North Seguin and Dufferin Bridge, two of a dozen faded communities along the Nipissing Colonization Road, are arguably two of Parry Sound District’s most ghosted communities. Founded in the mid-1870s by immigrants from England and Ireland, within half a century the neighboring communities – so close to one another as no one really could define when one ended and the other began – were already failing as farmers threw in the towel and moved on. The work was too hard, the reward too paltry. The land had defeated them.
Remnants of North Seguin and Dufferin Bridge are rare and fleeting as the elements began eating away at farms and businesses almost as soon as they were abandoned. The most notable reminder of these tiny but resilient communities is the Dufferin Methodist Cemetery.
Shaded by towering pines, the cemetery is full of markers that speak to those who settled here and the hardships they endured. Among the heartbreaking timeworn headstones is that belonging to the James and Janie Morden family, who lost six of seven children to a 1902 diphtheria outbreak (the surviving child, Lucinda, lived to 102 years of age).
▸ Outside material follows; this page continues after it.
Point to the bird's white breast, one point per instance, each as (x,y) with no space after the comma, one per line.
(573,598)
Trying to imagine the grief this couple endured in the open-wound days after laying their young ones to rest is almost unimaginable. A salve was placed over the wounds a few years later when James and Janie welcomed another child.
The Vigrass family is well-represented among the headstones as well, fitting as they were among the original settlers of North Seguin and among the last to leave. In between, they were pillars of the community. Albert Vigrass farmed, took over the combined store and post office from his father-in-law, Samuel Plumtree, in 1899, and operated a sawmill and logging camp that employed local men. In 1929, the Depression hit Canada like a sledgehammer. Vigrass was financially devastated when creditors were unable to pay their accounts and business partnerships dried up. With a heavy heart, he was forced to close the mill, a decision he lamented until the day he died eight years later in 1937.
Vigrass’ wife, Rebecca (or Lena), continued the store and post office for a few years longer. When she closed shop in 1940 there was little left of the twin communities beyond a handful of scattered farms desperately clinging to life.
And the cemetery, of course.
The Dufferin Methodist Cemetery once had a frame church, its construction overseen by the veritable Mr. North Seguin, Albert Vigrass. The church is long gone. All the remains are stones outlining where is sat and a heritage sign speaking of its existence. The sign suggests the church mysteriously disappeared one night, torn down plank by plank without anyone the wiser. That story is as untrue as it is unlikely – the church was dismantled with permission and its lumber used in the construction of a home. It’s a great tale though!